Sunday afternoon I continued driving north in coastal Oregon to my next 3-night stop in Glasgow, just north of Coos Bay. I would see (or try to see) 3 lighthouses during this leg of my trip. First stop – Cape Blanco, the oldest standing lighthouse on the Oregon Coast.
This was the scene from the area leading out to the lighthouse. Highway 101, which is the main coastal road I will be on for several weeks, was relatively clear of fog, though overcast. Every time I brushed the coast, however, the marine layer lurked. This was evident as I drove a few miles west to the lighthouse:
I went in the Visitor Center for a while and by the time I came out it had cleared just a little:
Cape Blanco is the westernmost point in the lower 48 states. This lighthouse was commissioned in 1870 and is still operational today. It is 63 feet tall and sits at 256 feet above sea level. In the Visitor Center I saw this photo of a ship (one of many) which didn’t heed the warning:
I headed back out to Highway 101 and continued north to the town of Bandon. On the opposite side of the bay sits the Coquille River Lighthouse:
The first two photos were actually taken Monday. I got there around noon on Sunday and the photo of the east side of the lighthouse was rather dark. I did take the third photo, of the west side, on Sunday.
This lighthouse was not so much to protect ships from the coastline but, rather, to guide ships into the Coquille River bay and harbor. It was commissioned in 1896 but was taken out of service in 1939 after improvements were made to the river channel and navigation technology improved. The tower is no longer accessible but the building houses the Visitor Center. This tower is 40 feet tall.

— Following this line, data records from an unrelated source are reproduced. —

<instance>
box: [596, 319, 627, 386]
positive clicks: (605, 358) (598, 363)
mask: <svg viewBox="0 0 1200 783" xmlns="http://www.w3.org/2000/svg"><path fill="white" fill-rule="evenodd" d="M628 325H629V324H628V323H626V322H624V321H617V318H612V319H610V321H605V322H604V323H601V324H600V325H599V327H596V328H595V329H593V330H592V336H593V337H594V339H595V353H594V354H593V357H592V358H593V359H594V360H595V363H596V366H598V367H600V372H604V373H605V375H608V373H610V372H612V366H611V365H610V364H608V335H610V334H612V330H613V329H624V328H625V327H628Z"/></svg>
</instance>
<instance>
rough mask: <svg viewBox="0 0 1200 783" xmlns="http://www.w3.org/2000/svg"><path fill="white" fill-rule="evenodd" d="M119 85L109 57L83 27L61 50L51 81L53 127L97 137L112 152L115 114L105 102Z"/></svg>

Further north I missed my turn for Route 540 and ended up driving in to Coos Bay, the largest town on the Oregon Coast. I had dinner, then backtracked to the third lighthouse on my list, at Cape Arago. I already knew I wouldn’t be able to get out to the lighthouse itself but the brochure I had indicated there was a viewing area about a quarter mile away near the entrance to Sunset Bay State Park. I didn’t get there until almost 6pm local time and as I approached from the north I knew it wasn’t going to go well. It had been foggy along the coast all day and now the evening fog was getting even heavier is so this was all I could see:
It’s out there – on land just to the right of the center of the photo. Here is a photo I took Monday from roughly the same vantage point:
The reason I said that Cape Blanco was the oldest standing lighthouse (1870) is that this is actually the third lighthouse to be built at Cape Arago. The first was commissioned in 1866 but became a victim of physical deterioration and land erosion. A second lighthouse was built in 1908 and ultimately suffered the same fate. This one was commissioned in 1934 but was taken out of service in 2006. It is 44 feet tall and sits 100 feet above sea level.